Sejak Agustus 2017, militer Myanmar gencar memburu dan membunuh warga Rohingya sehingga menyebabkan mereka melarikan diri ke Bangladesh. Sebanyak hampir satu juta pengungsi berada di kamp Cox's Bazar yang merupakan kamp paling padat di dunia.

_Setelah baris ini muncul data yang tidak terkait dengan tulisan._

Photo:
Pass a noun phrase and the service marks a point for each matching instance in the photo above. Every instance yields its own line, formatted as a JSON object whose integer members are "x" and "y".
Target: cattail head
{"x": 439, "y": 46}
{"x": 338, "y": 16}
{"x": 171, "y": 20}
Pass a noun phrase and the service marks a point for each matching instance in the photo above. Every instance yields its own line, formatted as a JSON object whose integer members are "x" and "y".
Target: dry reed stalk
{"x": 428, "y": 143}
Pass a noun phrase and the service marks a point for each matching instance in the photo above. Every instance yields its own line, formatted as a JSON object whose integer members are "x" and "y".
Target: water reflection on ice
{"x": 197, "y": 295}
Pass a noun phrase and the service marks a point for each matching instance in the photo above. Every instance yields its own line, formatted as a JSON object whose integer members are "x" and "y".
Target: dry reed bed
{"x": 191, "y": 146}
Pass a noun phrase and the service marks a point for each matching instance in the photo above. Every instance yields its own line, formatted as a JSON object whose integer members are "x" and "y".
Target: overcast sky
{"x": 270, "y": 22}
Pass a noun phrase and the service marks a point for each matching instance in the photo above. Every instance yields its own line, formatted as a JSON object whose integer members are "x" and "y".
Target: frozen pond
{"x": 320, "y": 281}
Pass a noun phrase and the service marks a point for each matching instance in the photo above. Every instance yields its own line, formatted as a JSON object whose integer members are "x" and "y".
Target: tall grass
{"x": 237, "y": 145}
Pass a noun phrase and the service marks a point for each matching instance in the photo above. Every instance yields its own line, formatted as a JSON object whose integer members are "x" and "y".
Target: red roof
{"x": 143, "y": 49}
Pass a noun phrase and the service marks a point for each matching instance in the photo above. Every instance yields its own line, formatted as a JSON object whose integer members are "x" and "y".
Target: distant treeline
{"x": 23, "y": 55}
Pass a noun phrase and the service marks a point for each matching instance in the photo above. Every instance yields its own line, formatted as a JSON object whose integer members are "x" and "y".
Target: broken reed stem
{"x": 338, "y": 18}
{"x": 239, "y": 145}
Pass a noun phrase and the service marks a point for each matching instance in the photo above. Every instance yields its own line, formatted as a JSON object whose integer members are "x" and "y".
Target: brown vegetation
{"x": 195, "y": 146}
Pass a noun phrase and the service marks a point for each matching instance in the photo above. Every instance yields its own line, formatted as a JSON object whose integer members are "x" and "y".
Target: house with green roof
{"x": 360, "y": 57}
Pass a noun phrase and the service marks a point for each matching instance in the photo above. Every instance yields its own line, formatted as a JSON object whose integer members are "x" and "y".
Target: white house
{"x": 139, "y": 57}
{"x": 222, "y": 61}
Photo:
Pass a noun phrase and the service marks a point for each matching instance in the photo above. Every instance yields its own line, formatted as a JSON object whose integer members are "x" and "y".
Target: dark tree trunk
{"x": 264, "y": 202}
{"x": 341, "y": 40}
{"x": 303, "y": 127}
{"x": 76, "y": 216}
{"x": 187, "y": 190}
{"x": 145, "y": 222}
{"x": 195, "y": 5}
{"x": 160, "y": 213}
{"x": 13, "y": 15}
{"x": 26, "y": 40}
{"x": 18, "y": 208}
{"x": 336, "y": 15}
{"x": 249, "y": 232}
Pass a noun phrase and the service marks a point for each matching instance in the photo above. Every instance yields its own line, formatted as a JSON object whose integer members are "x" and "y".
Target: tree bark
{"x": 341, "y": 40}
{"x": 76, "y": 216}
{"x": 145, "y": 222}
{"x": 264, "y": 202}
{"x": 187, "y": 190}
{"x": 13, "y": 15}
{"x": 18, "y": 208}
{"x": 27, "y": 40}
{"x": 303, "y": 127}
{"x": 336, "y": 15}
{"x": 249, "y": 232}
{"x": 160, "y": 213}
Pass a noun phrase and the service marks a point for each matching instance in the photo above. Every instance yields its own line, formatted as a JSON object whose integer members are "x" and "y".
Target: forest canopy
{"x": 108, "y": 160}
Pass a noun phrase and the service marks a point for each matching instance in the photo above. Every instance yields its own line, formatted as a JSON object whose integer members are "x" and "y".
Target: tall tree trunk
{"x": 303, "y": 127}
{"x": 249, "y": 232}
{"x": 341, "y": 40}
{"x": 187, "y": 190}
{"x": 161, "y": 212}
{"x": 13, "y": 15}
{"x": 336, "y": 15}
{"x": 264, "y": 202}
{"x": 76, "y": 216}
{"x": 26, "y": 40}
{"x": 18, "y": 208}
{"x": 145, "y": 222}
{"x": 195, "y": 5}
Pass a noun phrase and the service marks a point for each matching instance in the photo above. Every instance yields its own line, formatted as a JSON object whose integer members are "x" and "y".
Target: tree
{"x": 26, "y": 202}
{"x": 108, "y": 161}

Ratusan dari mereka terpaksa melakukan perjalanan laut dengan kapal tidak layak menuju negara-negara Asia Tenggara seperti Thailand, Malaysia dan Indonesia. Namun, ketiga negara tidak memberikan status pengungsi sebab tidak menandatangani Konvensi Pengungsi PBB.
Hanya saja, setiap negara dilarang mengembalikan para pengungsi ke laut sesuai dengan prinsip non-refoulment. Meski begitu, seperti dilaporkan AFP, Malaysia tetap saja melakukannya beberapa waktu terakhir. Sedangkan sisanya dimasukkan ke rumah detensi.
"Kami tak bisa lagi menerima lebih banyak [pengungsi] mengingat sumber daya dan kapasitas kami sudah terbatas karena pandemik COVID-19," kata Muhyiddin dalam sebuah telekonferensi dengan negara-negara anggota ASEAN, termasuk, Myanmar.
"Tetapi, Malaysia masih saja diharapkan secara tidak adil untuk melakukan lebih guna mengakomodasi para pengungsi yang masuk," tambahnya. Myanmar sendiri menolak kewarganegaraan Rohingya dan menganggap mereka sebagai orang asing.